After visiting the hay barn, she brings us, all 21 of us, into her kitchen. Yes, her actual kitchen. She has the table set for 21 people. WHERE SHE PROCEEDS TO FEED US LUNCH. It was quite a spread, let me tell you. Sausage, ham, four kinds of cheese, wine, fresh milk, homemade bread, honey and jam. And coffee followed by a homemade cake. Mind you, we have just eaten a huge lunch not 20 minutes prior to this. But, because we are in this woman’s actual kitchen, we feel like guests and we feel obligated to eat some of everything. Wouldn’t you?
Alrighty then. Poor In Like Flynn, who is a miniature person and weighs about 90 pounds, peruses the heaping platters of food on the table and looks like she is going to upchuck right then and there. Seal of Approval, on the other hand, is eyeing the homemade cake and thinking “at least we are not skiing”. Meanwhile, I am trying to translate the VIDEOTAPE that Farmer’s Wife has started playing ON THE TV IN THE KITCHEN all about how hubby made the cheese that sits before us and how he sends out his pigs to be slaughtered and made into sausage by the dude down the street.
I cannot relate to you how stuffed we were when we rolled out of that woman’s kitchen. It was ridiculous. She then proceeds to merrily lead us into the room DIRECTLY ADJACENT to the kitchen, literally not 8 feet away from where they eat every day, into, you guessed it, the barn where the cows were happily going about the business of being cows.
This is where Charming Daughter lost it. She and her full belly could not deal with 25 smelly cow butts right in her face. She grabbed Seal’s hand and said, “We are going no further into this ‘Cheese Factory’”. That left four of us still standing. I am at a loss for words to explain to you what a 40 ft. by 80 ft. cement room that has housed 25 cows all winter smells like. Sort of like if you erected a waste water treatment plant and a paper mill on top of a land fill. In New Jersey.
Flynn, though, she was a trooper. She went all the way to the back of the barn and petted the goats and the baby cows. I was like, wow, girl, for a Yankee, you are one tough cookie. By this time, both Mr. Big and Small Son had gone outside to seek fresh air. The only reason I was still in the barn was because I was taking pictures to document the fact that Flynn was still chillin’ in the back of the barn, listening to my Farmer’s Wife nadder on in a language in which she understood not one word. That’s strong as battery acid, right there, now.

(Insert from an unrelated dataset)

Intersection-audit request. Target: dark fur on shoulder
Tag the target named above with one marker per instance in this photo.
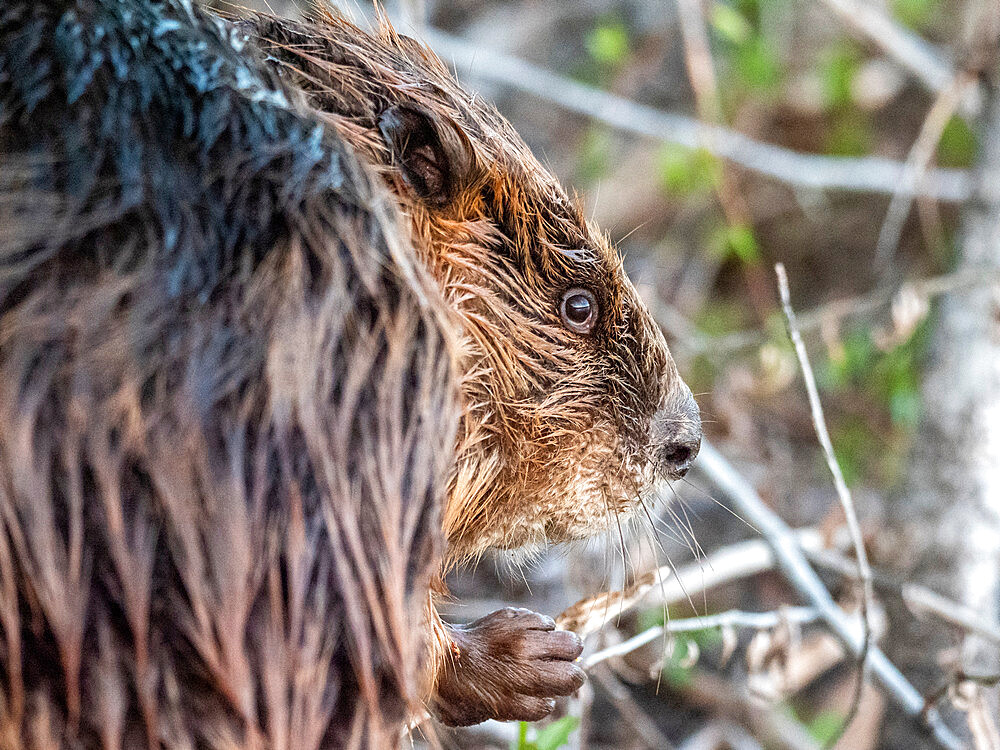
(227, 400)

I’m exaggerating, of course, as I tend to do. The tour was really cool, even if you don’t speak French. If you come to Chatel or the Portes du Soleil for vacation, look for the signs that say “fromage ici, vente directe au public” or something to that order. That means that you have stumbled upon a farmer’s wife and her cheese and she is willing to sell some to you. Beware, though, you might have to watch a video and smell some cow butts. I recommend that you purchase your cheese BEFORE you visit the cow barn because after you see where it came from, you might not want to own it.
Gotta go, Mr. Big is due home soon and I’ve done my Betty Crocker impression and made a quiche. Please, Switzerland, enough with the holidays, already. I’m ready to return to my regular meals of a handful of dry granola and half a jar of sun-dried tomatoes.